Random Forest:This method is like a decision tree strategy. However in this case generate a large set of a trees (hence “forest”) against a target variable. Then we find feature subsets with help of each attribute’s usage of statistics of each attribute.
Factor Analysis:This method places a highly correlated variables into own group symbolizing the single factor or construct.
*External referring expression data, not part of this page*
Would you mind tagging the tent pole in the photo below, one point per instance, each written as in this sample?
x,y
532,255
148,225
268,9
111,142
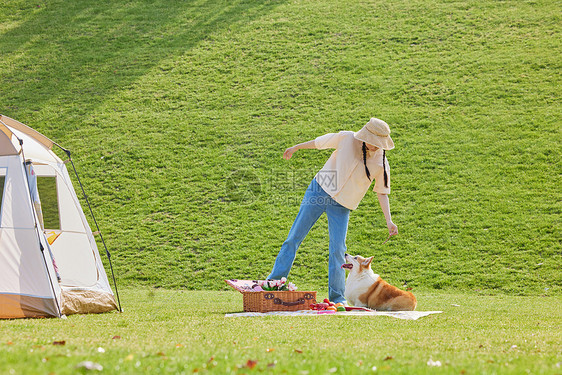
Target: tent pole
x,y
36,228
97,227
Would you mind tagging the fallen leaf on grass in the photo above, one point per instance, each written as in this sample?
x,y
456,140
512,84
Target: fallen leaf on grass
x,y
433,363
89,365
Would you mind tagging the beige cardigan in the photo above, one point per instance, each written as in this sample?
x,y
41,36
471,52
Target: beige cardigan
x,y
343,176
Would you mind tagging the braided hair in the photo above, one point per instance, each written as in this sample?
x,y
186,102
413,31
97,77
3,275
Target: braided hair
x,y
364,148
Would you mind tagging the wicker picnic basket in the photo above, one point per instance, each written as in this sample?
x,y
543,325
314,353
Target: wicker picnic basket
x,y
266,301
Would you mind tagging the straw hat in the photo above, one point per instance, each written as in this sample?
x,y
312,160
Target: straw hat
x,y
377,133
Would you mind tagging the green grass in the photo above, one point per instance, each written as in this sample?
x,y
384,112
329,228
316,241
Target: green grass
x,y
165,104
177,332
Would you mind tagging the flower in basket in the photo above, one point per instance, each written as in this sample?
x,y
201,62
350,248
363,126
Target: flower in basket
x,y
282,284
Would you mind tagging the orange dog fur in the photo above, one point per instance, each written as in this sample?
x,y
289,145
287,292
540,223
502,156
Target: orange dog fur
x,y
364,288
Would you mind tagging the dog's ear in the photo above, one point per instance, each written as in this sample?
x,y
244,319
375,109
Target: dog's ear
x,y
367,261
Dimensionality Reduction Example:
Here is example of dimensionality reduction using a PCA method mentioned earlier. want to classify a database full of emails into the “not spam” and “spam.” To do this build a mathematical representation of each email as a bag-of-words vector. Evary position in this binary vector corresponds to a word from alphabet. For any single email eaery entry in a bag-of-words vector is the number of times corresponding word appears in email .Now let’s say have a constructed a bag-of-words from each email giving a sample of bag-of-words vectors x1…xm. However not all the vector’s dimensions (words) are useful for a spam/not spam classification. For instance words like are credit, bargain, offer and sale would be a better candidates for spam classification than a sky, shoe, or fish. This is where a PCA comes in.
Countless bytes of information are added to the internet every second. Consequently it is crucial to analyse them with optimal resource utilisation and precision. Dimensionality Reduction techniques facilitate the precise and efficient preprocessing of data which is why they are regarded as a boon for data scientists.